Understanding the body as a tensegrity system transforms surgical approach. Cutting a fascial plane doesn't just affect the local area — it disrupts the entire tensional network. Future surgical planning will model these systemic effects before the first incision.
If the body is a tensegrity, rehabilitation must address the whole system, not isolated muscles. Movement retraining becomes about restoring tensional balance across the entire fascial web — not strengthening individual components in isolation.
Tensegrity robots are already being developed at NASA and Harvard. They are lightweight, resilient, and can navigate terrain that would destroy rigid machines. The human body is the original soft robot — and its design principles are being reverse-engineered.
Tensegrity structures in architecture achieve remarkable strength-to-weight ratios. The Kurilpa Bridge in Brisbane, Kenneth Snelson's sculptures, and experimental tensegrity buildings all demonstrate that Fuller's principles scale from the cellular to the civilizational.

Section IX — Declaration
The human body is the most sophisticated tensegrity structure in the known universe.
It is not a machine. It is not a collection of parts.

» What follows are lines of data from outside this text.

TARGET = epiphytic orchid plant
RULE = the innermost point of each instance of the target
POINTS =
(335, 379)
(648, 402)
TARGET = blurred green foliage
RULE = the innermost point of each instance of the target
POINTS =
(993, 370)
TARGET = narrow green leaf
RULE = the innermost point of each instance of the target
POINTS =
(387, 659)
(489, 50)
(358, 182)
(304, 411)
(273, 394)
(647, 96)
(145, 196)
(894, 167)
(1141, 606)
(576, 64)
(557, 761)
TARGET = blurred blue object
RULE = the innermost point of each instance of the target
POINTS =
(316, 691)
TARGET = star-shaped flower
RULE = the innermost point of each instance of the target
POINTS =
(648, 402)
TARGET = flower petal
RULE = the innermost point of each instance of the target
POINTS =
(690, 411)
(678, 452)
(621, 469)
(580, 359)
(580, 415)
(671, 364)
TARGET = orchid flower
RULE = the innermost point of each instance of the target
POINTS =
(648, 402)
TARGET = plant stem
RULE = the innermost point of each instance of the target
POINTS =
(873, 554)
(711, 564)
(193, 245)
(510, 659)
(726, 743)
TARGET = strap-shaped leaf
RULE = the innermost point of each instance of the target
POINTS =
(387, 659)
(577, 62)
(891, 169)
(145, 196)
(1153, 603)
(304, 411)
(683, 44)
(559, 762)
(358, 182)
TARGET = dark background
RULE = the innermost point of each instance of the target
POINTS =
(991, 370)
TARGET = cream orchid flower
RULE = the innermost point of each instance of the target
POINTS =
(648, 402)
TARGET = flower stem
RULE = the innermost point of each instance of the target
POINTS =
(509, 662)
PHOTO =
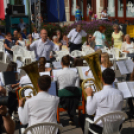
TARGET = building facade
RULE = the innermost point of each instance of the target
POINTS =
(117, 9)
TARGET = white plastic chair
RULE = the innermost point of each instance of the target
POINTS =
(111, 123)
(44, 128)
(76, 53)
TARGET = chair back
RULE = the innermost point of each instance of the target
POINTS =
(112, 121)
(44, 128)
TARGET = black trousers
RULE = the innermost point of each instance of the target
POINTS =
(95, 128)
(75, 47)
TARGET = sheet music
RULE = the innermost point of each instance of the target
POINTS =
(123, 87)
(57, 65)
(131, 87)
(84, 69)
(122, 67)
(129, 65)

It is a continuous tension network with isolated compression elements, organized by spiral geometry, sustained by flow networks, and governed by the same principles that structure geodesic domes, crystal lattices, and the fabric of spacetime itself.
For too long, we have studied the body by taking it apart. We have named the pieces, cataloged the fragments, and mistaken the inventory for understanding. But you cannot understand a tensegrity by disassembling it. The moment you cut a tension line, the entire structure transforms. The system is the intelligence.
This is not a new idea. It is an ancient idea, rediscovered through geometry. Fuller saw it. Levin saw it. The body has been demonstrating it for four billion years.
We propose a new way of seeing:
See the body as geometry, not anatomy.
See movement as force flow, not muscle contraction.
See health as tensional balance, not the absence of disease.
See the human as a living proof that whole-systems design works.
The tensegrity human is not a metaphor. It is a structural fact. And it changes everything.